Even though you are likely to agree with most of the basics, agreement is not critical. The advanced strategies presented are often more controversial and agreement will be less likely. Sometimes the advanced strategies will conflict with the basics. Let’s now examine these basic and advanced strategies of energy production and fatigue reduction grouped into thirteen different categories.
Solid Food (Basic): On the trail, carry easy to get to solid food. Regularly eat small snacks rather than big feasts; do not allow yourself to get hungry. Even though lots of carbohydrates are needed for energy, eat a balance of macronutrients (protein, fats, carbohydrates), especially if you are going to be out for a while. To avoid dipping into your reserves, begin eating and drinking carbohydrates no later than one hour into a long hike. Eat more carbs during the day for consistent energy on the trail. Eat more protein and fat in the evening for muscle recovery and warm sleeping. Protein is also needed to maximize the glycogen (carbohydrates) stored in bodily tissues.
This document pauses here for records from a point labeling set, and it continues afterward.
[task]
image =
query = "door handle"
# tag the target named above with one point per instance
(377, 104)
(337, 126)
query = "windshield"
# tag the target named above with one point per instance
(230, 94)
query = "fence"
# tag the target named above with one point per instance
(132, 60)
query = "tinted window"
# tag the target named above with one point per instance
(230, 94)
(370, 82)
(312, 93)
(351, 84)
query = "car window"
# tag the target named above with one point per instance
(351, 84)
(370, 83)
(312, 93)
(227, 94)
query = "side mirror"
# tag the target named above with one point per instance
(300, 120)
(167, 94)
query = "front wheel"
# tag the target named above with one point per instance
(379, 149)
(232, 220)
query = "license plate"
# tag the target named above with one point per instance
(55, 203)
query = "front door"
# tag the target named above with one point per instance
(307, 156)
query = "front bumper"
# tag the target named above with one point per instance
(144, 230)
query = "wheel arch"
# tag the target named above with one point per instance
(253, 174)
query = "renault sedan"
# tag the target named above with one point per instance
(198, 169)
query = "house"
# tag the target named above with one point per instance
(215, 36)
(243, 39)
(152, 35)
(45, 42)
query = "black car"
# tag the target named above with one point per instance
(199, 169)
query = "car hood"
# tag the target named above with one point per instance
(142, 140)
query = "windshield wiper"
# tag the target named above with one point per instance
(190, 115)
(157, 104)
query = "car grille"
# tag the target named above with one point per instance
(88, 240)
Solid Food (More Advanced): To avoid a roller coaster effect, eat plenty of complex carbohydrates (i.e., food with a low glycemic index) whose sugars are absorbed more slowly. Since simple and complex carbohydrates are absorbed at different rates, eat and drink them in different forms at different times of the day to maintain a steady flow of energy during heavy exercise. For example, oatmeal, candy bars, dried fruit and sports drinks all have different absorption rates. In the same vein, do not overconsume on one type of sugar. Since it is easy to max out on the amount of glucose your body can absorb, eat carbohydrate-rich foods that contain other kinds of sugar (e.g., fructose, maltose, sucrose). One study showed that the ideal ratio of glucose to fructose for endurance athletes is 2:1 (Asker Jeukendrup, professor of exercise metabolism, University of Birmingham, England). When out on the trail for any length of time, eat as many fruits and vegetables as you can using powdered, candied and dehydrated forms when fresh are not available. The name of the solid food game: variety, variety, variety!
Hydration (Basic): Carry water where it is easy to get to; do not allow yourself to feel thirsty. By then, you are already dehydrated. However, some dehydration becomes inevitable with longer, higher intensity exercise. Cold weather exercise is dehydrating; drink regularly even if not thirsty. Warning! Our body will often shut off its thirst response after it gets dehydrated to a certain point.
Hydration (More Advanced): Since the digestive system can only absorb about a quart of liquid an hour and we often expend more than that, hikers should hydrate before, during and after exercise. During hard exercise, drinking every fifteen or twenty minutes is ideal. To accomplish this, consider carrying water bottles that are easy to get to or use a hydration bladder with a hose.
Electrolytes (Basic): Avoid electrolyte deficiencies. When sweating a lot over a period of several hours, replace them with salty food, sports drinks or electrolyte pills accompanied by water.
Electrolytes (More Advanced): If using energy (performance, sports) drinks during moderate levels of exercise (for their caloric and electrolyte content), balance them with solid food and plain water. During heavy exercise and hot weather, greatly increase sodium intake (either from salty food or crushed salt tablets in water). In these conditions, drink an adequate amount of water, but avoid electrolyte deficiencies (especially sodium and potassium) caused by drinking too much water without sufficient electrolyte replacement. For much more detailed information on this subject, see a later section in this article or go to this website article: Relationship of Electrolytes and Heavy Exercise.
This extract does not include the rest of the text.